In primary maths decimals fall into the same broad category as fractions and percentages – methods we can use to describe mixed numbers or non-whole numbers.

### Teaching Decimals KS2

Decimals are first mentioned explicitly in the National Curriculum at KS2, though it is not straightforward to work out when and how to teach decimals due to some contradictions and omissions within the guidance

For example, in Year 3 there is the mention of understanding tenths, but it is not made clear if this refers to just fractions or decimals as well. You will need to look at the non-statutory notes to see that it does refer to decimals. But as this is non-statutory does it need to be followed?

Further confusion is sown when, in the measurement part of the National Curriculum for Year 3, students are required to solve money problems involving £ and p.
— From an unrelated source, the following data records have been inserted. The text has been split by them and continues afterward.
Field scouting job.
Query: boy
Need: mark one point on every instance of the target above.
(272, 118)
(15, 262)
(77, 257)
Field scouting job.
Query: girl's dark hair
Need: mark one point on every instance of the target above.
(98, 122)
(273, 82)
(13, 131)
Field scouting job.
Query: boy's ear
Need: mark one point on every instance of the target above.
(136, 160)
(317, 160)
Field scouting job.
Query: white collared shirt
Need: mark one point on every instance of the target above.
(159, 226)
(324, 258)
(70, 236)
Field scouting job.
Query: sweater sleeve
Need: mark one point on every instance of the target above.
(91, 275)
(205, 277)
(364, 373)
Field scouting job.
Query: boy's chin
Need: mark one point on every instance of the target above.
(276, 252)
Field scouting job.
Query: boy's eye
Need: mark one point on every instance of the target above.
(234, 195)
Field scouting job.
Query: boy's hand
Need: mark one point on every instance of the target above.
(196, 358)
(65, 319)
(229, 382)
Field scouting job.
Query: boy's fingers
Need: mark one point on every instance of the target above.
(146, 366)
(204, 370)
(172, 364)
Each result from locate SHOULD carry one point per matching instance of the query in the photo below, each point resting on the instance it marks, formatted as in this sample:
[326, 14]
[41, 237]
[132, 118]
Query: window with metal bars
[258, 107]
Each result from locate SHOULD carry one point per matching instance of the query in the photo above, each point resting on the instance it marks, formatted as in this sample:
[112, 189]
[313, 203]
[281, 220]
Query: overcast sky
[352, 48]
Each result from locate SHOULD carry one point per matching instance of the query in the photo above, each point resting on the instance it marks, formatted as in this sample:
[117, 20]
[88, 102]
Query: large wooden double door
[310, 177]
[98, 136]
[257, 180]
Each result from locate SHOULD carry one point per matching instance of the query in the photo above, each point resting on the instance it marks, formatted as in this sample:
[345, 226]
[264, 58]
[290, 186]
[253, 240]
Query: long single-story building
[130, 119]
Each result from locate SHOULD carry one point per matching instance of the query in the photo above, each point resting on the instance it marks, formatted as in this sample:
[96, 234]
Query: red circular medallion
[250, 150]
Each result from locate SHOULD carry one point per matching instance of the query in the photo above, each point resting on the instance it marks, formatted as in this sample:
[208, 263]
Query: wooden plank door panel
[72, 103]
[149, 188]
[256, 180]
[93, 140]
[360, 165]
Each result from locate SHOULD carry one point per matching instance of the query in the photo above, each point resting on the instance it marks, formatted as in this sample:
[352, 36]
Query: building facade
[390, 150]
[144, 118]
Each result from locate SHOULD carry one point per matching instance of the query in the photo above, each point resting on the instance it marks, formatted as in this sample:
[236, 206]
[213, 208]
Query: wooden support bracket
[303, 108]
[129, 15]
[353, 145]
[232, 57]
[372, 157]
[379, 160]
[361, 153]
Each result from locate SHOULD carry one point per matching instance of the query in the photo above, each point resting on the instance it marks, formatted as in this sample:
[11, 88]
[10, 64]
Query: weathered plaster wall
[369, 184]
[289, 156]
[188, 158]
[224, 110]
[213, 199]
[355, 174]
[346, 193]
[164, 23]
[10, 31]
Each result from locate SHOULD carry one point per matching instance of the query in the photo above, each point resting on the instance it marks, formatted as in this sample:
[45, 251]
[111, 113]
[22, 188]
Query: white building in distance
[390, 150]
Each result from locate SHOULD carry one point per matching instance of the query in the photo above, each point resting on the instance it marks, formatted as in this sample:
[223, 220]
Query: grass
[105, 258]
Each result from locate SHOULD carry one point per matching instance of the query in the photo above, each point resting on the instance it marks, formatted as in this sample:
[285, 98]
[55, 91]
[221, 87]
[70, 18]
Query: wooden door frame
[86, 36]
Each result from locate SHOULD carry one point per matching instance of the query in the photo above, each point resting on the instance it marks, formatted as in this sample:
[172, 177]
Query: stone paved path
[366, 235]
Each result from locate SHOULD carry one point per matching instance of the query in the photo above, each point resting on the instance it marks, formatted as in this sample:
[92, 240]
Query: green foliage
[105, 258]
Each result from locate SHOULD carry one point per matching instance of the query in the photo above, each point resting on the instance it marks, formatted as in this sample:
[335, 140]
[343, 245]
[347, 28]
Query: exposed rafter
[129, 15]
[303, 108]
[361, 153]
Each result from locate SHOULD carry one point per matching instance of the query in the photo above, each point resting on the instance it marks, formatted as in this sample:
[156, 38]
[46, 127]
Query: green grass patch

Of course, to do this successfully, the students need to be aware of not only tenths but hundredths, which is not a requirement until Year 4.

It is worth the Year 3 teacher bringing this to the attention of the maths lead in the school to highlight the discrepancy and come up with a plan that suits their school.

### The Theory

Note: As there is such an overlap between decimals, place value and fractions, it is suggested that you look at those blogs to get a strong sense of the development of teaching decimals.

Place Value KS2

Fractions KS2

It should be clear from the outset that the principles behind the teaching of fractions and place value are the same as those for the teaching of decimals. The role of the teacher is to make the connection between these two areas explicit for students so that they can see that decimals are merely a continuation of these ideas and not something completely new.

It is by drawing the attention of pupils to these connections that we can drastically reduce the teaching time required to teach maths concepts and increase the chances of pupils achieving mastery.

All Kinds of Word Problems: Fractions and Decimals

Over 40 worded problems to extend your pupils’ reasoning skills using fractions and decimals, from Years 3-6

Download Free Now!### Decimals Year 3

In the National Curriculum for maths in England, for each area of maths outlined, there is both a statutory requirement and a non-statutory guidance. The statutory requirement in KS2 maths is as follows:

- Count up and down in tenths; recognise that tenths arise from dividing an object into 10 equal parts and in dividing one-digit numbers or quantities by 10

**Non-statutory notes and guidance: **

- Pupils connect tenths to place value, decimal measures and to division by 10.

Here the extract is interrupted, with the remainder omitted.